NavList:
A Community Devoted to the Preservation and Practice of Celestial Navigation and Other Methods of Traditional Wayfinding
From: Frank Reed
Date: 2023 Dec 28, 11:43 -0800
David McN, you wrote:
"Away from the textbook, great circle sailings happen very rarely. See the current Ocean Globe race gps tracking as an example. Across the Indian Ocean, only one yacht appeared to have followed a GC course to NZ, partly due to the need to stay north of virtual ice clearing marks. A passage needs to be very long to make the difference between GC and mercator meaningful. Weather conditions and other limits are usually the more important considerations."
Exactly. Minimum distance is an interesting benchmark, but fuel economy and voyage duration are far more important. And as you say, it takes a very long voyage to make a difference. The textbook case (actually very common in textbooks since so many were written c.1980 when corporate Japan was seen as the future competitor) is Yokohama to Oakland. That's a nice long one where the "straight across the chart" track is definitely longer in miles, and also where there are no significant landmasses to reduce our options.
You added:
"However, it can still be useful to have a reasonably accurate knowledge of a GC route, not to steer one's own passage but rather to know where the shipping lanes are. The ships will follow GC courses where possible and if shipping is forced to travel further distances across oceans to avoid the Red Sea, this knowledge will become more important for sailors."

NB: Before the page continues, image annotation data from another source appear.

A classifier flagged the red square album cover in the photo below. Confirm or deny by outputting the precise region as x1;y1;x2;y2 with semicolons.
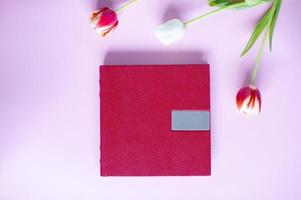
100;64;211;176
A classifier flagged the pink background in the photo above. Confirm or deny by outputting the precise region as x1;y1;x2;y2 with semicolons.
0;0;301;200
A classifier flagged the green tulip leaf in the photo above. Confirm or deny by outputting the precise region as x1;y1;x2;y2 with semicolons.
269;0;281;50
241;8;273;56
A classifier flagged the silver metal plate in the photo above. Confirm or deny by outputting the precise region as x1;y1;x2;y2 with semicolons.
171;110;210;131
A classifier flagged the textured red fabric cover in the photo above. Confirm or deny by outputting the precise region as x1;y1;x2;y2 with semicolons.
100;64;211;176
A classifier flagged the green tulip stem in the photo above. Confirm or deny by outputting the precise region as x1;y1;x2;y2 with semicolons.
184;2;244;26
250;26;270;85
116;0;139;13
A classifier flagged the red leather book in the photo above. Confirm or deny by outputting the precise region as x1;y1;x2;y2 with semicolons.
100;64;211;176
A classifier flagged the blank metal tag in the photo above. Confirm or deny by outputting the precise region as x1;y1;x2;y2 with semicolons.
171;110;210;131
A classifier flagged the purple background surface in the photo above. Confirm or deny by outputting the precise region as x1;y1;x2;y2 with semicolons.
0;0;301;200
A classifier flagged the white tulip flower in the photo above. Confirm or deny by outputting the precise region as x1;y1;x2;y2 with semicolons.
156;19;186;45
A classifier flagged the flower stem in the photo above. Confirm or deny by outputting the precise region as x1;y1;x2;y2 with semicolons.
184;2;244;26
116;0;138;13
250;26;270;86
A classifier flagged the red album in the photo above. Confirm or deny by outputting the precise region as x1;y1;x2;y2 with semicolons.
100;64;211;176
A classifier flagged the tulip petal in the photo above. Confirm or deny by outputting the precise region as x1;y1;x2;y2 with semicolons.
236;86;261;115
156;19;185;45
90;7;118;37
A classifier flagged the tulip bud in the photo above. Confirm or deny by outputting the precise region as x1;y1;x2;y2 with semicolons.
156;19;185;45
236;86;261;115
90;7;118;37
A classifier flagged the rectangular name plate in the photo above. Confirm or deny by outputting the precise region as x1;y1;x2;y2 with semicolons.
171;110;210;131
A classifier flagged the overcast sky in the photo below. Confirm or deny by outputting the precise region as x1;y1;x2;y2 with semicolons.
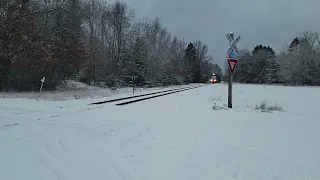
123;0;320;65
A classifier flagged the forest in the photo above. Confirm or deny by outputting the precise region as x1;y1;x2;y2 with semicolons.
0;0;320;91
232;31;320;86
0;0;222;91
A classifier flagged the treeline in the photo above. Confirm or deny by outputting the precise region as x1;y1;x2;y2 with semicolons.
0;0;221;91
230;31;320;85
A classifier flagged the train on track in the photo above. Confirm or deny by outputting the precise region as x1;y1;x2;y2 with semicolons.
209;74;221;84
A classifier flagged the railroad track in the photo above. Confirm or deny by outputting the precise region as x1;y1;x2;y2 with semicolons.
89;84;208;106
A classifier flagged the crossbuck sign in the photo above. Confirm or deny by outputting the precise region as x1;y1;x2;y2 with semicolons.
226;32;241;108
227;33;241;56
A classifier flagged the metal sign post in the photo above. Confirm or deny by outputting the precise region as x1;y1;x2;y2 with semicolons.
131;75;135;95
226;32;241;108
40;77;46;92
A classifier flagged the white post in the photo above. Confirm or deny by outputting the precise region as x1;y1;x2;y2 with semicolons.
40;77;46;92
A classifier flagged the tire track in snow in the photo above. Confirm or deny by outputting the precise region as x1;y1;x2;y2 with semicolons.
94;141;144;180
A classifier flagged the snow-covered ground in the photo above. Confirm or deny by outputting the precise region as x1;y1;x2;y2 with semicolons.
0;84;320;180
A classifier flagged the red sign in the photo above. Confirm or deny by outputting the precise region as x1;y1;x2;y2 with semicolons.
227;58;238;73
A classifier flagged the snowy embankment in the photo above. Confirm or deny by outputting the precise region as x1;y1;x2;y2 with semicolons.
0;84;320;180
0;80;190;101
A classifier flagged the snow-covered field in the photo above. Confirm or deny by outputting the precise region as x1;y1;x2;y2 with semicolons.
0;84;320;180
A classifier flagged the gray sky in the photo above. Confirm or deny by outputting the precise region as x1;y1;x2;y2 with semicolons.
119;0;320;66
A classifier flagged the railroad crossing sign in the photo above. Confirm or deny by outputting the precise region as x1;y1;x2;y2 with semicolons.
226;32;241;108
227;58;238;73
226;33;241;58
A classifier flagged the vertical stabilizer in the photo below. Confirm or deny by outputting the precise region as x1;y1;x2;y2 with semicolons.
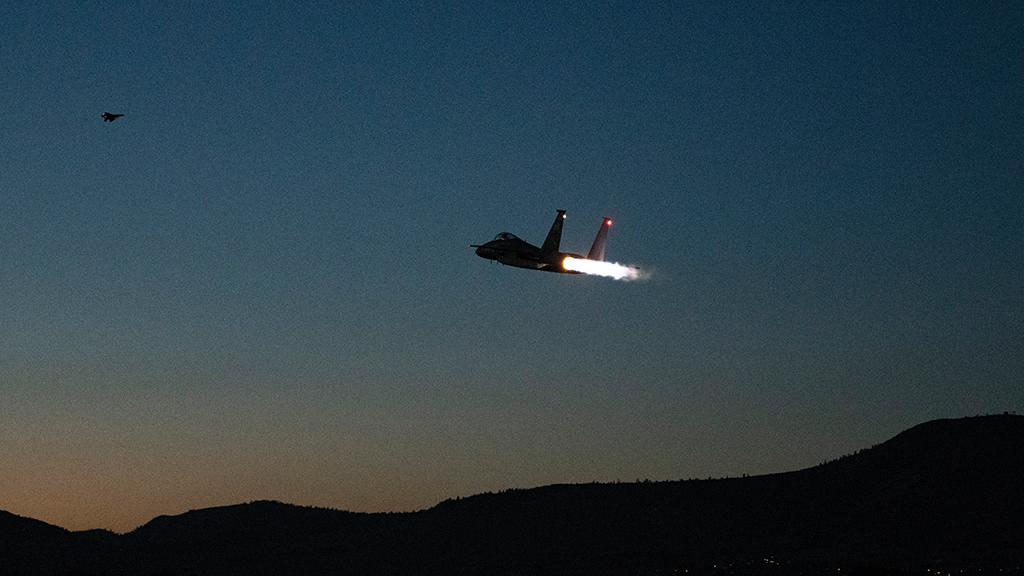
587;217;611;260
541;210;565;254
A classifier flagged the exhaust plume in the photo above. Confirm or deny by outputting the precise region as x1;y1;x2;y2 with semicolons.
562;256;646;282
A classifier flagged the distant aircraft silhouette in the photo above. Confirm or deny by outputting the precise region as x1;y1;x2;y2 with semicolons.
469;210;611;274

Yes, that's true, too. It does slightly contradict your previous comment, but it's an important exception. Great circle passages are not so rare on ships where they navigate by "pressing the button". If the autopilot/auto-navigator is told to take the ship from point A to point B, it will probably assemble a track out of great circle segments ("segments" because any tool like this usually has some rules to prevent us from driving the oil tanker over land (but see PS). I suspect, though, that the auto-navigation systems will be updated on most ocean-going vessels within just a few years to acquire optimized weather-routed, best economy tracks, so this era with great circle legs as standard defaults may be coming to an end.
Frank Reed
PS: Of course, technology is scary and we're doomed if we trust it. There's, like, hackers and stuff, and A.I. gone rogue... and I saw this guy on youtube once and... I don't believe any of that in the slightest, but that's at the heart of modern conspiratorial paranoia, and it's a plot element in a recent movie (see attached cgi images of an oil tanker visiting a beach on Long Island, New York "because there's something wrong with the nav system" according to a minor character). See? This is why everyone needs my GPS Anti Spoof app. The movie, "Leave the World Behind", has some clever moments, but it's mostly a stew of silly paranoia, and certain literal-minded viewers found the ending confusing. That's Julia Roberts in sunglasses running from the wayward ship.